Prague's Wenceslas SquareImage: dpa


"People with blonde hair are not permitted to enter cinemas," reads one in the city's central Wenceslas Square. While it may sound ridiculous, the campaign has a serious purpose.

"The main idea is to educate young people and give them basic information about the history of anti-Semitism, especially what happened before the Holocaust here," said Vladimir Hanzel, head of the Education and Cultural Center at Prague's Jewish Museum.

Fake posters, real horror

He added that the new ads aren't based on actual posters during the era of Nazi occupation.

"There were not posters but papers with bans and measures from the authorities," he said, adding that many government agencies and businesses introduced their own bans against Jews.

Deutsche Wehrmacht in German soldiers moving into Prague on March 15, 1939Image: picture-alliance/dpa

But advertising executive Jan Binar, who devised the campaign, said that he tried to evoke the Nazi period with his posters.

"Of course they are in Czech and not in German as they would have been in those days," he said. "But the form, the shape, the letters, the typeface, the colours -- we just tried to stay as authentic as possible."

The posters are black with the "rules," such as "Left-handed people are forbidden to drive motor vehicles and within fourteen days have to give up their driving licence" written on them in yellow.

At the bottom of the poster follows a little explainer.

"Does it seem absurd to you?" it reads. "The prohibition on motor vehicles was applied in the whole protectorate of Bohemia and Moravia for Jewish people during the war."

A personal touch

Binar, who approached the museum with the idea for the campaign, said young Czechs today are largely ignorant of the horrors of the past. But is this true?

"I don't think so," said Matej, a student at Prague's Jewish secondary school. "People in Prague are interested in this issue; they are trying to know more about our history, the history of the Jews. And also Roma -- the Roma had the same Holocaust like Jews, the same repression."

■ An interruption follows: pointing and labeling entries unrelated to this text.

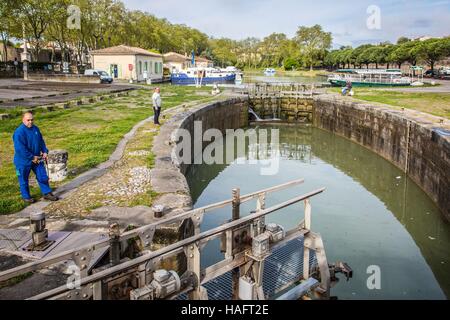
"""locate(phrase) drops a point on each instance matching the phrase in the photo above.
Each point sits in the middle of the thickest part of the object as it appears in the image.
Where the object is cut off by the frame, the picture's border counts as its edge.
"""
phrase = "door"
(114, 71)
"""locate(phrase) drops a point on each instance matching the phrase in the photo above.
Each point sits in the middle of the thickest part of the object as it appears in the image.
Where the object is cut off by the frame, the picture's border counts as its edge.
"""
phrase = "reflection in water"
(253, 77)
(370, 213)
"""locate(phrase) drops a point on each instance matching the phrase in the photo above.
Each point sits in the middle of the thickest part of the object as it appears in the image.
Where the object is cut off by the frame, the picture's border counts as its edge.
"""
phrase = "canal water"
(370, 214)
(281, 77)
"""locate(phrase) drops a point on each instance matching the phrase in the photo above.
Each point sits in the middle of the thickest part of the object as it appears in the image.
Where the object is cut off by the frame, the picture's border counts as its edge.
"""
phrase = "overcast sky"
(346, 19)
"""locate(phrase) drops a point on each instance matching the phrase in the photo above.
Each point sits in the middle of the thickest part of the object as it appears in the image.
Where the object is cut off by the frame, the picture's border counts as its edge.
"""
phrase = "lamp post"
(25, 56)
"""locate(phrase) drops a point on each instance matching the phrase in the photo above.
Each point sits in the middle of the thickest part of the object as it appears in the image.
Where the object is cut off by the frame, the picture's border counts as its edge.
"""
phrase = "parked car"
(104, 76)
(431, 73)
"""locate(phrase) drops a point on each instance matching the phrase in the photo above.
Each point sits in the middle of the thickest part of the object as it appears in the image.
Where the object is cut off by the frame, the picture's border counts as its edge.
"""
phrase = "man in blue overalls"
(30, 152)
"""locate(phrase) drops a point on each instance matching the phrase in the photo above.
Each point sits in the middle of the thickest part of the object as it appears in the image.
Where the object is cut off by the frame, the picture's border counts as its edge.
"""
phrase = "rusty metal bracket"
(82, 259)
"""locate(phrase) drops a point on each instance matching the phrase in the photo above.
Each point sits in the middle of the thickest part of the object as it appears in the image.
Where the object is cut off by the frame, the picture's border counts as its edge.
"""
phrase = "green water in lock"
(370, 214)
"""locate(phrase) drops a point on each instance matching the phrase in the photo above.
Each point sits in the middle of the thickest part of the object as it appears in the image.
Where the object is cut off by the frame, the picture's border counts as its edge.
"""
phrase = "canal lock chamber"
(374, 212)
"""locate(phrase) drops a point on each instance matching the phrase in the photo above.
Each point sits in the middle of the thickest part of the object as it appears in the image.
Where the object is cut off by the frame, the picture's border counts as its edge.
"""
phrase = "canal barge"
(369, 78)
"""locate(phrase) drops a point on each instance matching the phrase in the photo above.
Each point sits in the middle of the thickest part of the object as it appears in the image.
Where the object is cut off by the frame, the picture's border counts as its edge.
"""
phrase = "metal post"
(235, 216)
(25, 54)
(114, 244)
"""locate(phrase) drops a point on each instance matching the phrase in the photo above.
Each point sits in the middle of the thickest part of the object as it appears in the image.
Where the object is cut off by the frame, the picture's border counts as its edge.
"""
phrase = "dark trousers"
(157, 111)
(23, 174)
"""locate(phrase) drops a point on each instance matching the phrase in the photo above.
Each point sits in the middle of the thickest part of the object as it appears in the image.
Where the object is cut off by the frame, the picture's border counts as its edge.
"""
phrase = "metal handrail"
(176, 246)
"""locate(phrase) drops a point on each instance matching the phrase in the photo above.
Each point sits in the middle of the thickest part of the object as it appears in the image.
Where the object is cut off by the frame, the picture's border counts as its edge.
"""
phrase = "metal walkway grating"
(283, 267)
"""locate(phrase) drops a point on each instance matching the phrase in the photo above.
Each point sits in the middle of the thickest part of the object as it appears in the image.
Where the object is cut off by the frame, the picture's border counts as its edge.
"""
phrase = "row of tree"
(307, 49)
(106, 23)
(103, 23)
(409, 51)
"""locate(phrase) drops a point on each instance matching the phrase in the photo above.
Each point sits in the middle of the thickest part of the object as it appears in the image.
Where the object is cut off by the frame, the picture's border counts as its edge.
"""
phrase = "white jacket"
(156, 98)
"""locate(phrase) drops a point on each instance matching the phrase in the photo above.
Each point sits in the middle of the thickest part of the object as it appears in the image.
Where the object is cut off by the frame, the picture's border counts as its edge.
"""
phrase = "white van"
(104, 76)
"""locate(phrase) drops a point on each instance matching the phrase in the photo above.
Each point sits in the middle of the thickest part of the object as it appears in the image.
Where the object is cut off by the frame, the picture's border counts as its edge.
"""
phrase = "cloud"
(346, 19)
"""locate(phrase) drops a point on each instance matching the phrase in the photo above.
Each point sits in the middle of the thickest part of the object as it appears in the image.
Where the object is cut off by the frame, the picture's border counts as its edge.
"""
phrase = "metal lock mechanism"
(163, 285)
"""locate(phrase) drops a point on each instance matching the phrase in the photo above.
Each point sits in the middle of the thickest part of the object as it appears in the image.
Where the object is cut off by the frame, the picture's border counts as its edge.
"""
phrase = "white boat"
(239, 74)
(369, 78)
(269, 72)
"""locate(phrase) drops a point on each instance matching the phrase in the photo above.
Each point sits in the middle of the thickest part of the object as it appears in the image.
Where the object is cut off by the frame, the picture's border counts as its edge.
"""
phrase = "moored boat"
(369, 78)
(202, 76)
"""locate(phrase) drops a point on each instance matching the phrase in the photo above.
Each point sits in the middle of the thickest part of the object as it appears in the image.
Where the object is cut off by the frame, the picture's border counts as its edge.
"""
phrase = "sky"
(351, 22)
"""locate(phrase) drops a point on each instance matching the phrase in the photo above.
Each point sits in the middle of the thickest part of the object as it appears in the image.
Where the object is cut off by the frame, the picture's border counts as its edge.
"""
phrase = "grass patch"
(437, 104)
(90, 133)
(13, 281)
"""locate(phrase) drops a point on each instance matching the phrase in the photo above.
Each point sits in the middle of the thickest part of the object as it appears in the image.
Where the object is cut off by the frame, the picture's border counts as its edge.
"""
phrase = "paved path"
(15, 93)
(444, 87)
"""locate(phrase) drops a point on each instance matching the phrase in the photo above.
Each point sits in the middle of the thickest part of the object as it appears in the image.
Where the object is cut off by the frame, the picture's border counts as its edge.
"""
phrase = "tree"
(7, 25)
(433, 50)
(402, 40)
(314, 43)
(37, 15)
(358, 56)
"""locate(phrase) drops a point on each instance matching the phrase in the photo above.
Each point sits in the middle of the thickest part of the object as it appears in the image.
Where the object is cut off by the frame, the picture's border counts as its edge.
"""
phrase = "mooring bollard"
(57, 165)
(114, 244)
(158, 211)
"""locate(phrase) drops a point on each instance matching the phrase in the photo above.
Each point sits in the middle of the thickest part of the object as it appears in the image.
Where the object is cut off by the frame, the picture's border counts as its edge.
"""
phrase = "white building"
(124, 62)
(176, 62)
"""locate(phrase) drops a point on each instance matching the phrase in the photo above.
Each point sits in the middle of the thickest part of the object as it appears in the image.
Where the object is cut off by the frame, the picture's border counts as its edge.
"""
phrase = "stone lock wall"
(229, 114)
(408, 140)
(290, 108)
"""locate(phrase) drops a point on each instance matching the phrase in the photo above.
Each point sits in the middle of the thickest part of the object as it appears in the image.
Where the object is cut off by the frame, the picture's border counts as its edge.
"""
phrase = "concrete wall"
(104, 62)
(405, 138)
(77, 78)
(168, 174)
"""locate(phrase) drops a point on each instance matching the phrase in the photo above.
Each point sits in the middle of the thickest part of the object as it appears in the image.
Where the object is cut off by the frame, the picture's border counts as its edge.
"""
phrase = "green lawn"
(89, 133)
(437, 104)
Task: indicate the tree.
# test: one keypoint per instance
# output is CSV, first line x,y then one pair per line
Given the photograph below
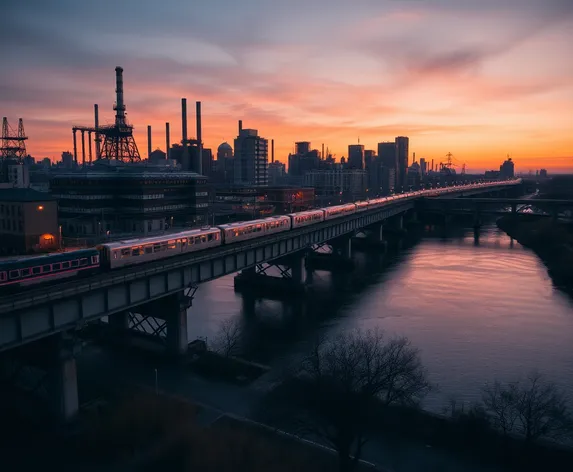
x,y
227,341
532,407
339,387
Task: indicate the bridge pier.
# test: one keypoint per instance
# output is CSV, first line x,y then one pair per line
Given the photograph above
x,y
338,255
278,279
40,378
374,237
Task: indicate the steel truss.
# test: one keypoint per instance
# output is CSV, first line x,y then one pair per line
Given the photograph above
x,y
284,270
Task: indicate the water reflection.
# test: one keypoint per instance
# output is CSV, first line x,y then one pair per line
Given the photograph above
x,y
476,309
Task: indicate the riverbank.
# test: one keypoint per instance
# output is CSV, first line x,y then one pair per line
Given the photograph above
x,y
551,240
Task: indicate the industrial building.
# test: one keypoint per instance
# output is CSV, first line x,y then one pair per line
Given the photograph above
x,y
251,158
337,185
28,221
113,198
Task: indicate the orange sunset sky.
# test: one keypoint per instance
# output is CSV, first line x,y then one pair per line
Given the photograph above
x,y
480,79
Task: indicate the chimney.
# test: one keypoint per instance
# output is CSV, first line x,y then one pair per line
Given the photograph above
x,y
97,140
185,157
199,141
148,141
167,143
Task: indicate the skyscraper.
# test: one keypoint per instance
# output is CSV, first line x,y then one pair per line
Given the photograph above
x,y
356,156
251,158
402,145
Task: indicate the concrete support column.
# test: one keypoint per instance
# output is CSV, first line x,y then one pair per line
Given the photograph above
x,y
176,317
119,326
63,385
296,267
250,271
344,247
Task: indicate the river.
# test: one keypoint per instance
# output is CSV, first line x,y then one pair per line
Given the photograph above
x,y
477,311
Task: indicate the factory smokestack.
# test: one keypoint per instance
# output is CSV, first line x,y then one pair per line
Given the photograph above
x,y
185,157
199,139
96,118
119,105
148,141
167,141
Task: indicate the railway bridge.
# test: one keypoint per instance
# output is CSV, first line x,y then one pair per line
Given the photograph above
x,y
37,326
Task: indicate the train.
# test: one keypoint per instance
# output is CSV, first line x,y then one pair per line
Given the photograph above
x,y
22,272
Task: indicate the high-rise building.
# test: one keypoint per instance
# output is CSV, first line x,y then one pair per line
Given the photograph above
x,y
423,166
355,156
402,148
251,158
507,169
67,160
302,147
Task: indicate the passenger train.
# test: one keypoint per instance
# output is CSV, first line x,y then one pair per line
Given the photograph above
x,y
21,272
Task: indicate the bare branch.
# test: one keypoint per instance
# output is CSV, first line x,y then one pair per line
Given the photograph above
x,y
227,340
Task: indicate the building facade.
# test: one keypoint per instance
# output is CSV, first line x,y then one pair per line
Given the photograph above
x,y
112,200
402,153
251,159
28,221
337,185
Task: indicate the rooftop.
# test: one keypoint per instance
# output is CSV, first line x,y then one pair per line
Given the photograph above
x,y
23,195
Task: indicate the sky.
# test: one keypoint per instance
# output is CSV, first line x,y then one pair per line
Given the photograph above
x,y
480,79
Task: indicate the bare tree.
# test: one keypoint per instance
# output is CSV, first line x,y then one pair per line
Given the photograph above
x,y
500,404
338,388
532,407
227,340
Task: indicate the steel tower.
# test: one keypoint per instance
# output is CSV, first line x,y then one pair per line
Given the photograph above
x,y
13,144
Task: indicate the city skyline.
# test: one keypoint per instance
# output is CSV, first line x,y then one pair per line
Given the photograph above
x,y
451,76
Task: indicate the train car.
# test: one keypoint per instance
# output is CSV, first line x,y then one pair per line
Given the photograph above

Everyone is meant to be able to identify with the postersImage: AP

He added that the style of the poster also worked in his opinion.

"These posters are addressing normal people," he said. "When you look at the poster and you see something about bald people, blonde people -- they are among us. It touches us personally."

The new campaign has been timed to coincide with Holocaust Memorial Day on Jan. 27. Organizers say they also plan to get schools involved in the project and to launch it in other Czech cities.